Intervention de Bruno Sportisse

Commission d'enquête Évaluation politiques publiques face aux pandémies — Réunion du 22 septembre 2020 à 10h35
Table ronde sur les aspects numériques

Bruno Sportisse, président-directeur général de l'Institut national de recherche en sciences et technologies du numérique (Inria) :

Elles circulent, mais toute la question est celle de la nature des données ; or la France a fait le choix d'avoir des données qui ne sont pas médicales.

En matière de respect de la vie privée, le contrôle démocratique et le rôle des autorités administratives indépendantes sont clés. Lors de son premier contrôle de StopCovid, la CNIL a relevé deux éléments : l'utilisation d'une brique logicielle de Google pour éviter ce qu'on appelle « un recaptcha », et ainsi, les attaques par des robots de notre système d'une part, et d'autre part le non-déploiement d'un filtre de minimisation de remontée des données. La CNIL nous a mis en demeure en juillet sur ces deux sujets. Ils faisaient partie de notre feuille de route, mais nous avons été confrontés à une urgence et nous avons dû faire un arbitrage. Nous avons remédié à ces deux difficultés, et la mise en demeure est close depuis le 3 septembre. Cela montre bien l'importance des organes de contrôle en matière de cybersécurité et de respect de la vie privée.

J'en viens à la pédagogie. Face à des craintes légitimes de dérive, il faut être capable d'expliquer les éléments de réassurance que l'on a. À ma connaissance, c'est la première fois que l'on discute d'un logiciel au Parlement, et cela nous a beaucoup appris, car pour moi, la pédagogie va dans les deux sens. Ceux qui ont une connaissance technique et les décideurs politiques ont dû trouver un terrain de discussion ; c'est un élément de retour d'expérience pour les uns comme pour les autres.

Par ailleurs, il y a un petit paradoxe à dénoncer sur les réseaux sociaux des atteintes possibles à la vie privée - c'est une manifestation de la maturité numérique globale collective que nous avons.

Une question m'a été posée sur le made in France. La France a fait l'investissement dans un programme de R&D de bout en bout. C'est un élément de fierté, et cela a des implications en termes de retour d'expérience et de maîtrise. Le made in France ne doit pas nous renvoyer au plan Calcul ou au Minitel !

Le troisième volet concerne la désinstallation. Du fait de la conception extrêmement respectueuse de la vie privée de l'application, on ne sait absolument pas le pourquoi d'une désinstallation. Nous ne disposons pas de remontées d'informations précises sur les terminaux ni sur les versions des terminaux. Ce point, qui est directement lié à la conception initiale de l'application, est susceptible d'évoluer.

Si on ne sait pas pourquoi les gens désinstallent, on a toutefois des hypothèses.
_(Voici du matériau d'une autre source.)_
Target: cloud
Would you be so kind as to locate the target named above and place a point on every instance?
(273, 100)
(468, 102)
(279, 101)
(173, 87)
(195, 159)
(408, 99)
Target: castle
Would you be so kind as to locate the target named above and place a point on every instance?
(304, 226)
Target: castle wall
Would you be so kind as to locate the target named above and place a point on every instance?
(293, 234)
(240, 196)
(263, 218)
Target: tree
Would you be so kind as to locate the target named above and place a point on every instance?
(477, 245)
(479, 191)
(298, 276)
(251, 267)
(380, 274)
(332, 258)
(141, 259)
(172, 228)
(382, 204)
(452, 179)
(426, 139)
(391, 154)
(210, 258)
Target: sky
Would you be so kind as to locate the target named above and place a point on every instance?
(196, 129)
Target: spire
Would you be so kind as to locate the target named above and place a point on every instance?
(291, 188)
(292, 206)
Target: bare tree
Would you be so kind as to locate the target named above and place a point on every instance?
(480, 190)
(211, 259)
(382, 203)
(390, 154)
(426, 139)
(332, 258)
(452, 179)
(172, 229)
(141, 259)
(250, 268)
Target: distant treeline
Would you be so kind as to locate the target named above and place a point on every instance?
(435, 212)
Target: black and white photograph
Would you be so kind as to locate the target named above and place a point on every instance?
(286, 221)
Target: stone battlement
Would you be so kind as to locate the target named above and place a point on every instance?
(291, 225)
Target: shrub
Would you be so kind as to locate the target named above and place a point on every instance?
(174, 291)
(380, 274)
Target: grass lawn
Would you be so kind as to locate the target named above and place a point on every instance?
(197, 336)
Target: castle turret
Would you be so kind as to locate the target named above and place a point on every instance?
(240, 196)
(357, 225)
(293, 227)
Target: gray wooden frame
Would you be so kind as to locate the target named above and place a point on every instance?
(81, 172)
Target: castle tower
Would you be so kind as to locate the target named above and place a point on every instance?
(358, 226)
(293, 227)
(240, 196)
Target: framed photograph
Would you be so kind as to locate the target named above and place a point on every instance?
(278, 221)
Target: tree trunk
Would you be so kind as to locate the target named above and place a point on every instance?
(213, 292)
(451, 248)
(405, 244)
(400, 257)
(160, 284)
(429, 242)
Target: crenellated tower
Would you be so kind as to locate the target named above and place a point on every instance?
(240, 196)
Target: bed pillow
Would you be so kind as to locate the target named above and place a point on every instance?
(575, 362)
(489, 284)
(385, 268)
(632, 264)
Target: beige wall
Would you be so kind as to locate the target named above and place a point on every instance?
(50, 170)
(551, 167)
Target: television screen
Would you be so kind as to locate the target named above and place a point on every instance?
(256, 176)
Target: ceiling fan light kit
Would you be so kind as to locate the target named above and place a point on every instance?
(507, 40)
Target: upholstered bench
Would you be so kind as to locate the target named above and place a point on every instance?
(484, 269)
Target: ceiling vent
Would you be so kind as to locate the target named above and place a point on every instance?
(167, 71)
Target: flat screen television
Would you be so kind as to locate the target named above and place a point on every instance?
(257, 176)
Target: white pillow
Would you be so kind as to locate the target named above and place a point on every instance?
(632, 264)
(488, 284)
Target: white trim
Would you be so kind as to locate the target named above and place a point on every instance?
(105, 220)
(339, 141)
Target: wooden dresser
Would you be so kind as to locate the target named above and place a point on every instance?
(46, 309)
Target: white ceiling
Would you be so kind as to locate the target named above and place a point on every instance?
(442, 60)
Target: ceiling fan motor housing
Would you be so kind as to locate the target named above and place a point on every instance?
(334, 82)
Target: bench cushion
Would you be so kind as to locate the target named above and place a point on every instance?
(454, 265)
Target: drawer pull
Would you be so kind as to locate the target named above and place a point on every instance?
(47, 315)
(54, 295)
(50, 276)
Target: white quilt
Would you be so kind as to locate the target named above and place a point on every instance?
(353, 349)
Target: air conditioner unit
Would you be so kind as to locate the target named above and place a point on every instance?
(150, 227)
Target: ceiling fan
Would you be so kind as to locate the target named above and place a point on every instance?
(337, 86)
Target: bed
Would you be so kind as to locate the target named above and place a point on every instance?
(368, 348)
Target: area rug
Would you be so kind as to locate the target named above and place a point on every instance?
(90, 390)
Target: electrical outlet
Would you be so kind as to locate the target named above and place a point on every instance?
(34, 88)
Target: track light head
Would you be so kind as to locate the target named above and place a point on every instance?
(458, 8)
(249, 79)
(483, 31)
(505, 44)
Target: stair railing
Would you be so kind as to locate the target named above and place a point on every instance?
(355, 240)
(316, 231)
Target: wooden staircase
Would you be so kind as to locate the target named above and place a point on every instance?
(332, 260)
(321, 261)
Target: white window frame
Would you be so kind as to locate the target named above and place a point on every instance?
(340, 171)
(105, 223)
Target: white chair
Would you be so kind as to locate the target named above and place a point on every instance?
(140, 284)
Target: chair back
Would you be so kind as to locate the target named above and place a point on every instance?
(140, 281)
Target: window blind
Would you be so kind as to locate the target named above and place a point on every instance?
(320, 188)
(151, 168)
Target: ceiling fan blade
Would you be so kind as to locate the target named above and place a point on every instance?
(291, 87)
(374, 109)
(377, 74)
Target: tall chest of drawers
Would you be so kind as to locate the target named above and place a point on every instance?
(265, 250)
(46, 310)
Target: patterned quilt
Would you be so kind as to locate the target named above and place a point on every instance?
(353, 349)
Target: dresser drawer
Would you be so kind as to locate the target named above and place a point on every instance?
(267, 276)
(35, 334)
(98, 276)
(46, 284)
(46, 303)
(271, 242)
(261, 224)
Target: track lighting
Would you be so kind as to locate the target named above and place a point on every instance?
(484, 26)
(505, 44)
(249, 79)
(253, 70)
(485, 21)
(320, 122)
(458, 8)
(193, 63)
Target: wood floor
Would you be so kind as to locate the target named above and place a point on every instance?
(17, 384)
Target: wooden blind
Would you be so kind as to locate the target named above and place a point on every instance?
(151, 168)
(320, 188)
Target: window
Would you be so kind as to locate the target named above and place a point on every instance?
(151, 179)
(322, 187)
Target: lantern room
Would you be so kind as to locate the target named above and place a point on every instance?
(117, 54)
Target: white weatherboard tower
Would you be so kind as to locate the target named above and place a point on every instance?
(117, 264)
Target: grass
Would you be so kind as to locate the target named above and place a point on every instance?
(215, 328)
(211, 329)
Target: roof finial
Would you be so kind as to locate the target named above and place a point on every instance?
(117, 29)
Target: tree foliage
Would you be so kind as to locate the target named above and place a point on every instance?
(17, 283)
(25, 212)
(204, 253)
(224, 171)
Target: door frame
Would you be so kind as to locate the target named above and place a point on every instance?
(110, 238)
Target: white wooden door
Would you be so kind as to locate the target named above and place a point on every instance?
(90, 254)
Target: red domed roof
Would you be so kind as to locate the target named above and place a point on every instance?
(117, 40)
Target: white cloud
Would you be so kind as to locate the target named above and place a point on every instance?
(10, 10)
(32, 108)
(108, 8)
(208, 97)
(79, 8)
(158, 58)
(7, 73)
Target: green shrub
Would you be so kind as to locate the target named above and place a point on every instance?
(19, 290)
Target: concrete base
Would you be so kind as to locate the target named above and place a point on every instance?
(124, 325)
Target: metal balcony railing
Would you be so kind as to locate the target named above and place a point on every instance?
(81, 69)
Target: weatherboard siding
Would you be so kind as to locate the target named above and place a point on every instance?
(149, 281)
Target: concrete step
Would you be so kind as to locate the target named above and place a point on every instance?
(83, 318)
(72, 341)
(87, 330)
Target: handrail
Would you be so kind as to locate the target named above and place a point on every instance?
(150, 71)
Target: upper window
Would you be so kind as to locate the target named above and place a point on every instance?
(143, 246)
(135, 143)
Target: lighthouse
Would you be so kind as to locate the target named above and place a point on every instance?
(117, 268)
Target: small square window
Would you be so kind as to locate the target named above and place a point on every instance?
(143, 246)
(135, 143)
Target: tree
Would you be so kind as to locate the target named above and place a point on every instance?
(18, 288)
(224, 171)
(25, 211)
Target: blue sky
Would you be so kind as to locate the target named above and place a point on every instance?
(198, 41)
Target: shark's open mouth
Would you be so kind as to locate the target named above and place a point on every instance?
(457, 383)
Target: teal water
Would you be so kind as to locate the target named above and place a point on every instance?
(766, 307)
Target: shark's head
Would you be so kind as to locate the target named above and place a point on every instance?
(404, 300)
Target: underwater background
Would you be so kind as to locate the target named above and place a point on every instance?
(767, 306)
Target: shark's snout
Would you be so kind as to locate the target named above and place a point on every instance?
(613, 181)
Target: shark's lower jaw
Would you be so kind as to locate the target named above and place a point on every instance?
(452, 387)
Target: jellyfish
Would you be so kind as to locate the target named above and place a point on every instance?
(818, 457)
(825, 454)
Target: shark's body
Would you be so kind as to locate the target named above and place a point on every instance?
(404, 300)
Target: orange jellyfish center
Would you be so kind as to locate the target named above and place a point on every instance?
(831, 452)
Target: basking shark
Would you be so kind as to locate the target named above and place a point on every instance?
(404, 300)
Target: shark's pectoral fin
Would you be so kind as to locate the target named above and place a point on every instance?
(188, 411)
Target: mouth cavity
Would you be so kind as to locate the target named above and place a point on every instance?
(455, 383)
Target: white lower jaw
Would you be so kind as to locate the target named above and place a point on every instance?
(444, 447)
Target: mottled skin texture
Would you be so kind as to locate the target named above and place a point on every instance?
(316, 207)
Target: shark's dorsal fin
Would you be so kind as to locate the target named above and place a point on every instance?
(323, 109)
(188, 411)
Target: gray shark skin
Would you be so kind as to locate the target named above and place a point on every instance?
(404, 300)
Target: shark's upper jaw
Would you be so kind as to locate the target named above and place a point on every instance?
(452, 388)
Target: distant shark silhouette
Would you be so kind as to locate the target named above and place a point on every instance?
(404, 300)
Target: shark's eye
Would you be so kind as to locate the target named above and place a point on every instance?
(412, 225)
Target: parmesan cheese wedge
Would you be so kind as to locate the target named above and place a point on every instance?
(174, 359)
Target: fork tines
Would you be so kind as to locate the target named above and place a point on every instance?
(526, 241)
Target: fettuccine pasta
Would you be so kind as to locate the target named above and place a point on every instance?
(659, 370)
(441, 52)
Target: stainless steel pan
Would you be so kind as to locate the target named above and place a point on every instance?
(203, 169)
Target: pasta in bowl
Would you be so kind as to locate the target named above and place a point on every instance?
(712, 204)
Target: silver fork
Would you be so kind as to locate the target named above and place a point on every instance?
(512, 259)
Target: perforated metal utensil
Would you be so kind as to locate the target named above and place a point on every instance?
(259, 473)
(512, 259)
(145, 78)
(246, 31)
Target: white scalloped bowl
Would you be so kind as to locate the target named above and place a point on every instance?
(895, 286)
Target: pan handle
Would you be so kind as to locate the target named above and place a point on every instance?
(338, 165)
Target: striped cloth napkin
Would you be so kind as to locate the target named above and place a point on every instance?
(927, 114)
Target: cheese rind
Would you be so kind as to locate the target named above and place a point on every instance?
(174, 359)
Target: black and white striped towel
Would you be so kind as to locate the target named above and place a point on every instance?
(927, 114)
On constate par exemple une élasticité positive à la promotion de StopCovid. A contrario, nous avons constaté mi-juin des désinstallations massives pendant quelques jours après la publication d'un article de presse relatant une faille majeure en termes de respect de la vie privée.

Un autre élément, plus structurel, est le caractère « taiseux » de l'application. Elle ne dit pas grand-chose, et au fond, vous ne savez pas si elle fonctionne quand elle est dans votre poche. Or le plus souvent, une application est faite pour demander votre attention et votre interaction. Nous avons fait ce choix dès le début de la conception de StopCovid, mais nous envisageons de revenir dessus afin de permettre que l'utilisateur soit plus en contrôle de ce que fait son application.

Il y a un système d'exploitation Android sous lequel lorsque StopCovid est en veille, un petit bandeau indique que l'application est là pour vous protéger. C'est une donnée de ce système d'exploitation qu'on ne peut pas changer, mais qui, pour certaines personnes, peut être anxiogène - c'est du moins notre hypothèse.

Par ailleurs, il peut y avoir, sur un parc extrêmement hétérogène, des cycles d'installation et de désinstallation, par exemple parce que la version est mal supportée.

Nous avons donc quantité de petites actions à mener pour essayer de remédier à ces différents problèmes.